Docenti precari: maestra assunta per 15 volte il lunedì e licenziata il martedì
Assunta per 15 volte il lunedì e licenziata il martedì. E’ il manifesto del precariato docenti in Italia, una situazione che proprio in virtù del suo essere paradossale e al limite, descrive meglio di qualunque altra la necessità di cambiare e intervenire sui meccanismi che consentono a un docente di subire un trattamento inaccettabile per uno Stato che voglia vantarsi di credere nella scuola e nell’istruzione.
Il precariato più becero
E’ la storia di una maestra di scuola primaria di Conegliano, in provincia di Treviso, assunta per 15 volte il lunedì e licenzia il martedì. A porre fine alla sua situazione una sentenza del Tribunale di Treviso che ha riconosciuto il suo lavoro di supplente part-time e ha condannato il Ministero a pagarle il dovuto.
La storia al limite è stata raccontata da Il Gazzettino. Ma non è una storia a lieto fine immediato, perchè per il momento la docente non ha ancora beneficiato del risarcimento e ha dovuto fare ricorso al Tar. Solo così ha ottenuto che la legge desse al Ministero di dare esecuzione alla sentenza pena l’intervento di un commissario ad acta.
Una storia incredibile
Beatrice, la protagonista di questa vicenda, è una maestra che ha lavorato firmando 15 contratti con un istituto comprensivo per supplenze temporanee per un totale di oltre 1500 euro anziché in base al part-time di 12 ore settimanali, cioè oltre 9mila euro. Il ministero non le aveva riconosciuto nemmeno l’anzianità di servizio, né la maturazione di 12 punti valevoli per la graduatoria.
A restituirle dignità e ragioni, il Tribunale che lo scorso 15 aprile, aveva accertato che la maestra aveva “prestato attività corrispondente a quella di supplente part-time al 50% dal 21 settembre 2018 al 21 maggio 2019″ e per questo aveva condannato il Ministero al pagamento degli stipendi maturati.

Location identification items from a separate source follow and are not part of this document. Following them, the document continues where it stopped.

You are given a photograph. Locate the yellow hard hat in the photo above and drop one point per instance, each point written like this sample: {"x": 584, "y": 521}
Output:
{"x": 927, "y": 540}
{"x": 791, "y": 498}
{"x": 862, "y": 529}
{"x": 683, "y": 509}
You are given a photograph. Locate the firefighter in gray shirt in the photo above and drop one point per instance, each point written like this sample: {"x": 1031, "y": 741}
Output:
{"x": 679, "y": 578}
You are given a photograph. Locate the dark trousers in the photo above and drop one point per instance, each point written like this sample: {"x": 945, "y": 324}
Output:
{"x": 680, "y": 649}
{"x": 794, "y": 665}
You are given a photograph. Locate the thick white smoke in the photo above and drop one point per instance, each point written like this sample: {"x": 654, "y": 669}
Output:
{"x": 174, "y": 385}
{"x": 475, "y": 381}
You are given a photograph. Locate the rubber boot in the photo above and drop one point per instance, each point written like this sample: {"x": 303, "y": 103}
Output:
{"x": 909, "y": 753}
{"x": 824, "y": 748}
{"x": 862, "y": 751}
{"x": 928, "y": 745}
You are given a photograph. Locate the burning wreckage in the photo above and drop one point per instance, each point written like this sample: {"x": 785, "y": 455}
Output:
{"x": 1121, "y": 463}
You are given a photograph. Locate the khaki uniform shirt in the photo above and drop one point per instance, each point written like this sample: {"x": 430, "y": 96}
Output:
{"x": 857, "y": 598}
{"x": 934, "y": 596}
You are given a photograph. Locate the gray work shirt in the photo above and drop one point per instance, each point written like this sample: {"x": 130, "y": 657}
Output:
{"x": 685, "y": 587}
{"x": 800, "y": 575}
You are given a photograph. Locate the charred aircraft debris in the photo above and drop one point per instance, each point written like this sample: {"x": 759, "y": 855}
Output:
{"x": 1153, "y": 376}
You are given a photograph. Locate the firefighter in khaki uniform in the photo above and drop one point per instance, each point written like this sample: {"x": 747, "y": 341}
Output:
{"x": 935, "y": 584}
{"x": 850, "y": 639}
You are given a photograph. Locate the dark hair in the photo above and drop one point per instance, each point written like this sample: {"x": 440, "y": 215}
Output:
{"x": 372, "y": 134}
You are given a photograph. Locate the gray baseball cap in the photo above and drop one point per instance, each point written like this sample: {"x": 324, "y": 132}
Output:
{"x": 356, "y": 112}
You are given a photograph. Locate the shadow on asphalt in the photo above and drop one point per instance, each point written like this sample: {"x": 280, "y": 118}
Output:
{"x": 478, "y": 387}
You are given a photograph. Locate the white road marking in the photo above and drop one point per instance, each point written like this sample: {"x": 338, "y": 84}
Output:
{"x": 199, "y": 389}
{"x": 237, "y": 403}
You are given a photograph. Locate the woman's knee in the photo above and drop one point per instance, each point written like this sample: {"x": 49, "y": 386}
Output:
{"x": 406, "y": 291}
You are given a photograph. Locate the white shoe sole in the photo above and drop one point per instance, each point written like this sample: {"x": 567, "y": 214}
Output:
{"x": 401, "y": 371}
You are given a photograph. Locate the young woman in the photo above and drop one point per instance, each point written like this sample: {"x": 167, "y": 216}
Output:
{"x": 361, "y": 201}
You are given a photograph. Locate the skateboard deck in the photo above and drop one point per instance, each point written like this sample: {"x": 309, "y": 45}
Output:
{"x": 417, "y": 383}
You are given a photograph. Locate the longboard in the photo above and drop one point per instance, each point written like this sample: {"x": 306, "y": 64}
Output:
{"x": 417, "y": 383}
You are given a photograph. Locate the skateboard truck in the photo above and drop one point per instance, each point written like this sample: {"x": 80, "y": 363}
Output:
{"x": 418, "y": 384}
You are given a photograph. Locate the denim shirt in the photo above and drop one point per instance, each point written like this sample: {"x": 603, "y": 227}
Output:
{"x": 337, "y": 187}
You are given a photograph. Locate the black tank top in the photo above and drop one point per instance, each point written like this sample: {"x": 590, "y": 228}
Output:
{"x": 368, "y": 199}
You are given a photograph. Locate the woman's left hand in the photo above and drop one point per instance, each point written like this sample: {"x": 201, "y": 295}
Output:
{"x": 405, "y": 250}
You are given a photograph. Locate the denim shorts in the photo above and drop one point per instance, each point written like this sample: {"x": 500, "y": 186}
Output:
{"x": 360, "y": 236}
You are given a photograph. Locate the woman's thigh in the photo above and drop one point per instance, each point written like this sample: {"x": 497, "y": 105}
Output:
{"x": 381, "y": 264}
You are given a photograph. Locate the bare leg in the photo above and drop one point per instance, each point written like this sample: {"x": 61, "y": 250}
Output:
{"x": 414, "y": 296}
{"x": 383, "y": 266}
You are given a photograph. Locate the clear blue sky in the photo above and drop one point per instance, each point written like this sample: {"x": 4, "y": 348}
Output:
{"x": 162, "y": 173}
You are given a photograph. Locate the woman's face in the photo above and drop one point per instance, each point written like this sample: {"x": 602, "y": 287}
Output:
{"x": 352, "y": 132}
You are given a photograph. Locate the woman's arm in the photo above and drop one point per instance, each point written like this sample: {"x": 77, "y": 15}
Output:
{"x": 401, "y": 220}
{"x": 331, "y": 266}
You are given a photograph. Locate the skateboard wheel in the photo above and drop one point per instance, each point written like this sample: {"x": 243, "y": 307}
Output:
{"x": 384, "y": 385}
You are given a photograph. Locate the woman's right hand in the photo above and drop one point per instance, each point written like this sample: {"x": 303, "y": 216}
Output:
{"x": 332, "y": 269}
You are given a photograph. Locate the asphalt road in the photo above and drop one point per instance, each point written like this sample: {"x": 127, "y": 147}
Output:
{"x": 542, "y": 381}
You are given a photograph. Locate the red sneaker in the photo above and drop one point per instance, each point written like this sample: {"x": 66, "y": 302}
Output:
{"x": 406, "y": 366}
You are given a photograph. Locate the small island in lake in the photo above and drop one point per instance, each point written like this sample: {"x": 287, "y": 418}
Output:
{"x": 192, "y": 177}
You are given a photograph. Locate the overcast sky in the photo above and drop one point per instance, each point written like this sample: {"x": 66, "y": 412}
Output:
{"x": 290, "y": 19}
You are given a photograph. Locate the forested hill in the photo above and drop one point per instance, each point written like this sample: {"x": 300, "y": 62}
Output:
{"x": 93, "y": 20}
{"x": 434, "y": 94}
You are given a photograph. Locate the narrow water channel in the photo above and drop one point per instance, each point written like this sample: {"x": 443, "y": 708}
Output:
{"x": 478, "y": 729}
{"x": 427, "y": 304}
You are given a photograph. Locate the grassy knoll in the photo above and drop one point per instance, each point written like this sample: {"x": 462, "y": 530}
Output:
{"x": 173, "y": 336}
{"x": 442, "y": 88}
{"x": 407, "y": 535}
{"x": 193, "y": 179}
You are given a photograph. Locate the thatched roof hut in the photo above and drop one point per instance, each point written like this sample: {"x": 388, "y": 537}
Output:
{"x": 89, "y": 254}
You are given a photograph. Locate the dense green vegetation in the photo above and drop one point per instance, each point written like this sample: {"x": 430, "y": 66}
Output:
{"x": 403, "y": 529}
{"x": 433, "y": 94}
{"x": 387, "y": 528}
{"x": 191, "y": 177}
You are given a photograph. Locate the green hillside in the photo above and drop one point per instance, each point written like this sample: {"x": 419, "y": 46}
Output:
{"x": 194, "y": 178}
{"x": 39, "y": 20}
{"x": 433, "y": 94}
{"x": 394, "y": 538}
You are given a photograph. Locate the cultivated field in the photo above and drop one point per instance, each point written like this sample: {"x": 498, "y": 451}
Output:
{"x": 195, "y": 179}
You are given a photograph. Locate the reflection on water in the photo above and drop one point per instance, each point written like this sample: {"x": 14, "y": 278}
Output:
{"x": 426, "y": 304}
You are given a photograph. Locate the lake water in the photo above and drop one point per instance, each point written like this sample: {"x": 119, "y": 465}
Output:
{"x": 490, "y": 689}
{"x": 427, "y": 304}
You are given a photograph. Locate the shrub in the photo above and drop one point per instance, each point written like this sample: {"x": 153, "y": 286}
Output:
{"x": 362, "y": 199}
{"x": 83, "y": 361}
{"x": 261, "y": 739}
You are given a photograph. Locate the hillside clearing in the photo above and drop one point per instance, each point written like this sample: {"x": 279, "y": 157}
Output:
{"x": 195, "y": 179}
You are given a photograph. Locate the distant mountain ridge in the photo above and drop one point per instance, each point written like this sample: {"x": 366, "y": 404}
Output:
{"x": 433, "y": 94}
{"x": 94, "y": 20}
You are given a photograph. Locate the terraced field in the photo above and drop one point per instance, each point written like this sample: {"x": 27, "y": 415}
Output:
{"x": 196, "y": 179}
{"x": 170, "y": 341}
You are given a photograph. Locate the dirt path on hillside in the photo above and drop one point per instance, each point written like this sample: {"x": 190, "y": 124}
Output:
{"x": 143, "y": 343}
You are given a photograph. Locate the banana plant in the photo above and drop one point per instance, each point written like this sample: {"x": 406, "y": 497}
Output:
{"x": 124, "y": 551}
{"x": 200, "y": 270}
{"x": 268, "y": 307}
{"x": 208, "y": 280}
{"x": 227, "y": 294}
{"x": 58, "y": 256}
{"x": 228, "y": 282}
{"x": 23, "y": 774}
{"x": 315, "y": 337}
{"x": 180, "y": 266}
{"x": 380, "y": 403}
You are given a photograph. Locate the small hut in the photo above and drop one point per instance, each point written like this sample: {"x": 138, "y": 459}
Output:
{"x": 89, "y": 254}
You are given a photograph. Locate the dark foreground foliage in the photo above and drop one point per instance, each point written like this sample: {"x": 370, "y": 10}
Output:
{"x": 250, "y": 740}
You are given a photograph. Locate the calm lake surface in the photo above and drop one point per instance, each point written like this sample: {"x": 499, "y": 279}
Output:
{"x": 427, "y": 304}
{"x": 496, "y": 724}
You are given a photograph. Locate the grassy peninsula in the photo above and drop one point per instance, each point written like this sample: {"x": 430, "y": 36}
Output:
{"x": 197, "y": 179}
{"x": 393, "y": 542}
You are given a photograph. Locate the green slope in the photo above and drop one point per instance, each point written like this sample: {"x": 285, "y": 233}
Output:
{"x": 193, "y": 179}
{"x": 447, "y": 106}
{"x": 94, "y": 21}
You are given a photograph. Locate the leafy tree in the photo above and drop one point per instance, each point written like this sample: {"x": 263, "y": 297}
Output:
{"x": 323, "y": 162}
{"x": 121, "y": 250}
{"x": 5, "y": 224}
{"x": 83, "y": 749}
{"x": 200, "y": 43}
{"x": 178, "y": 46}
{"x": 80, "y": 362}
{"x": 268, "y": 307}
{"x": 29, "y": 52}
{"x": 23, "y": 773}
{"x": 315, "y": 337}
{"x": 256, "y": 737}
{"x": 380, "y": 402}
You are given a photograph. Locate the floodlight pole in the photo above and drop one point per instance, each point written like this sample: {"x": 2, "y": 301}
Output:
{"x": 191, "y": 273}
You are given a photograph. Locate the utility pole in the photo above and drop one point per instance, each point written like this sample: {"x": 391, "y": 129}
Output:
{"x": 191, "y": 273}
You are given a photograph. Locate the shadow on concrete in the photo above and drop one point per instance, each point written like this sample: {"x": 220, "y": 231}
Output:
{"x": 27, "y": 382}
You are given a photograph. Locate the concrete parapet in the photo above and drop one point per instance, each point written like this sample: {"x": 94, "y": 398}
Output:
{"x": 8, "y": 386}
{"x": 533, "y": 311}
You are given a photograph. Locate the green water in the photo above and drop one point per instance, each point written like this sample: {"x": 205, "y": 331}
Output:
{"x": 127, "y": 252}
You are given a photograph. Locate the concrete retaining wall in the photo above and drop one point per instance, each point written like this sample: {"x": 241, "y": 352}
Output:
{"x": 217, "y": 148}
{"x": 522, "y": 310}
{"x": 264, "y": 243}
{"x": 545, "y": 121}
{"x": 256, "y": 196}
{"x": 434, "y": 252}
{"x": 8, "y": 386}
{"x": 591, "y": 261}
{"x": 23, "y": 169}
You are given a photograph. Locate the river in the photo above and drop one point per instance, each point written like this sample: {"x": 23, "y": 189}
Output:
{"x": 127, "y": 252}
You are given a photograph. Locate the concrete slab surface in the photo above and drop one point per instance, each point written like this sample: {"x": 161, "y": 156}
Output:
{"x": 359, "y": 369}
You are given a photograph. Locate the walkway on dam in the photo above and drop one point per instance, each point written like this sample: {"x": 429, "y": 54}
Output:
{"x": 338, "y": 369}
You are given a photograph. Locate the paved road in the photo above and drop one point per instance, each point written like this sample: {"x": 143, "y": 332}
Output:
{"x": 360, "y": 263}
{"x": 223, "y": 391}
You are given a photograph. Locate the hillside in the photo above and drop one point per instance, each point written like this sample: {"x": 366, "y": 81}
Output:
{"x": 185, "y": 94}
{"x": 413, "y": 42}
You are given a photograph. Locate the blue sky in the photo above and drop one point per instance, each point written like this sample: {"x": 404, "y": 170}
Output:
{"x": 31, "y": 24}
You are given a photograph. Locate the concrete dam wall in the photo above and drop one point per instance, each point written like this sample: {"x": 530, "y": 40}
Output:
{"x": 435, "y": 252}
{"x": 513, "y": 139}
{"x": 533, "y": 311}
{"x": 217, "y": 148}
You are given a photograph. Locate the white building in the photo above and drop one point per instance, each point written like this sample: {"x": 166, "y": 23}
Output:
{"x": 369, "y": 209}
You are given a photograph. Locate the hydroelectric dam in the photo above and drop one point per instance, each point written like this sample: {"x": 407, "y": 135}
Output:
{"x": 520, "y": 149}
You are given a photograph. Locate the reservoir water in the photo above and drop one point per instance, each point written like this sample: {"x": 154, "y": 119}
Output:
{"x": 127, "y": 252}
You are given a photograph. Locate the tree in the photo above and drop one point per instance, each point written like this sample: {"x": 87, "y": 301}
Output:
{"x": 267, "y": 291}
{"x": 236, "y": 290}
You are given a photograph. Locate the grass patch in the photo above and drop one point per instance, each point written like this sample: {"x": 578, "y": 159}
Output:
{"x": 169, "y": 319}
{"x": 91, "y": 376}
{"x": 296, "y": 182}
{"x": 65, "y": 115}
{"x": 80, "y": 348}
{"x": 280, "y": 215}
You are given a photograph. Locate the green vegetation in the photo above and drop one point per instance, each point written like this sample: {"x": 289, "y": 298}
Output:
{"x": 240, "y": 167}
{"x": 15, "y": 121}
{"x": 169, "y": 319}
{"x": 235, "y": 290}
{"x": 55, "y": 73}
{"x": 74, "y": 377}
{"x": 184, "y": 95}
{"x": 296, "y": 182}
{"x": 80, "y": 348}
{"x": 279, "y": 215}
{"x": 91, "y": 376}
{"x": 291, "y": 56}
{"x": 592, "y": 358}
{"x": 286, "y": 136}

Il Ministero le aveva corrisposto solo la cifra di 2500 euro, cioè le spese legali, senza versare gli stipendi quantificati. Il Ministero non si è nemmeno costituito in giudizio al Tar. Ci hanno poi pensato i giudici amministrativi a fare in modo che il Ministero ottemperasse alla sentenza e dunque al pagamento degli stipendi.